= Twindemic =

Scenario of simultaneous flu and COVID-19 cases

Twindemic and tripledemic (or tridemic) were terms used during the COVID-19 pandemic, referring to the possibility of a severe flu season happening alongside an increase in cases of COVID-19 during the fall and winter of 2020 and 2021, as well as respiratory syncytial virus in the winter of 2022. A consequence of a twindemic may be a mixture of two different infections in the same person at the same time. The term twindemic is a portmanteau of "twin" and "pandemic".

==History==
The term was used by an August 2020 article from The New York Times written by Jan Hoffman. In the article, Hoffman credited Dr. L.J. Tan of the Immunization Action Coalition as an "early promoter" of the possibility of a twindemic. After the publication of The Times' article, several media outlets began to report on the possibility of a twindemic. Health experts responded to the threat of a possible twindemic by encouraging more people to get the flu vaccine.

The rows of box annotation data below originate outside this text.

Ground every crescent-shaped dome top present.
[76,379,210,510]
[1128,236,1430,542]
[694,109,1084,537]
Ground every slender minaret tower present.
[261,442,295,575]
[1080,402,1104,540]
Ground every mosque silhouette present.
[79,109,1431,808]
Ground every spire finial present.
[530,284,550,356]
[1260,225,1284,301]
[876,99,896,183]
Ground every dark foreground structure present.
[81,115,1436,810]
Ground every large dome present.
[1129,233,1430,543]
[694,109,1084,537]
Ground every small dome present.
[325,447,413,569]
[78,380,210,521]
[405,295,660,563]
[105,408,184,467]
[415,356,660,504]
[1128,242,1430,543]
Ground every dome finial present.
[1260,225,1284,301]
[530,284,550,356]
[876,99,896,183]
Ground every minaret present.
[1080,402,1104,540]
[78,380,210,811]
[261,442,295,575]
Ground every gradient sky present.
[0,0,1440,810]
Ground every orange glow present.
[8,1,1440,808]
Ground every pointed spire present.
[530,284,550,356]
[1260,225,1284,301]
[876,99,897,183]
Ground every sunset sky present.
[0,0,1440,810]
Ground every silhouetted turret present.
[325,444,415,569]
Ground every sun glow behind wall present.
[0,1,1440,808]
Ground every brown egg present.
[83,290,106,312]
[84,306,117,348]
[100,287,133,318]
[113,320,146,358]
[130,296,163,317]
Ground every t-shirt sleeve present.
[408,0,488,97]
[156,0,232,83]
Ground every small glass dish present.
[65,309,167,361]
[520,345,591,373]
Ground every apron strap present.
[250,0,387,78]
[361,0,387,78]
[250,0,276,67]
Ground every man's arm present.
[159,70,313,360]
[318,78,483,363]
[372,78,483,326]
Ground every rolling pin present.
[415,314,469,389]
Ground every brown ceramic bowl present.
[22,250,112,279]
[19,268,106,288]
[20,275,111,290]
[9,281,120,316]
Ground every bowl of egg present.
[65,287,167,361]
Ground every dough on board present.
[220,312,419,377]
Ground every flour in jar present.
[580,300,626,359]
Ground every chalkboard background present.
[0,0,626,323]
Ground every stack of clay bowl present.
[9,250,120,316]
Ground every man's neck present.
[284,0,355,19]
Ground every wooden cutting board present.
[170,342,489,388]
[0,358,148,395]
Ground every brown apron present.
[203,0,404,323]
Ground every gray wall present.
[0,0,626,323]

A twindemic did not occur during the flu season in late 2020 due to cases of the seasonal flu being at historic lows in the United States and globally. These low amount of flu cases were attributed to measures put in place to prevent COVID-19 from spreading, including face masks, social distancing, and hand washing.

Health experts renewed concerns of a possible twindemic happening during the fall and winter of 2021 due to loosening restrictions. In April 2022, Apoorva Mandavilli of The New York Times speculated that a twindemic has not occurred because "exposure to one respiratory virus may put the body's immune defenses on high alert, barring other intruders from gaining entry into the airways. This biological phenomenon, called viral interference, may cap the amount of respiratory virus circulating in a region at any given time." In the United States, flu cases, hospitalizations and deaths were up from the previous flu season, but were still lower than the pre-pandemic average.

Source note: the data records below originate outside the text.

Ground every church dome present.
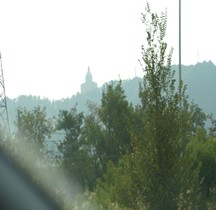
[86,67,92,82]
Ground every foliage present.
[16,106,53,149]
[82,81,133,173]
[94,4,200,210]
[136,4,202,209]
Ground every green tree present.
[83,82,134,174]
[133,4,201,210]
[96,4,200,210]
[56,107,92,190]
[15,106,53,157]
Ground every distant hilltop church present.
[81,67,97,94]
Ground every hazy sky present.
[0,0,216,99]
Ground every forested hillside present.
[7,61,216,130]
[0,3,216,210]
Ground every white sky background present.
[0,0,216,99]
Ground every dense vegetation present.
[2,4,216,210]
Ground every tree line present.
[1,4,216,210]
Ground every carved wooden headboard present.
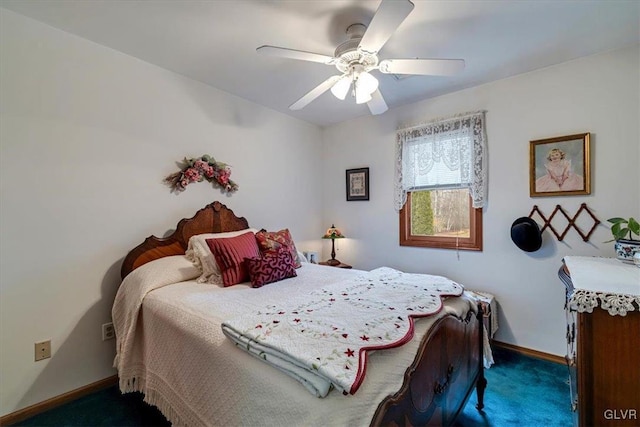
[120,201,249,279]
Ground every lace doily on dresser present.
[569,289,640,316]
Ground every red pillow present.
[256,228,302,268]
[245,247,297,288]
[205,231,260,286]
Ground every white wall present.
[0,8,324,415]
[323,45,640,355]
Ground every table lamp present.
[322,224,344,266]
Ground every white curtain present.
[394,111,487,212]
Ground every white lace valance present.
[394,111,487,211]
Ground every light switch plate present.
[35,340,51,362]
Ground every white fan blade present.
[256,45,335,64]
[378,59,464,76]
[289,76,342,110]
[358,0,413,53]
[367,90,389,116]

=="Flurona" or "Flucovid"==
In January 2022, Israel reported, for the first time, a mixture of COVID-19 and influenza infections, colloquially known as "flurona". In Brazil, four cases of the double infection were identified, including a 16-year-old male from Rio de Janeiro. In Fortaleza of Ceará state, two children, including a one-year-old child tested positive without complications, and also a 52-year-old man who did not need hospitalization. In São Paulo, the Secretariat of Health announced that its state had 110 cases in 2021.

Flurona infections have also been reported in the United States, the Philippines, Hungary and Romania.

In June 2022, a study proposed the term "Flucovid" which presents itself with severe overlapping symptoms of COVID-19 and the flu. It is synonymous to the term "Flurona". Both of which describe a coinfection of the two.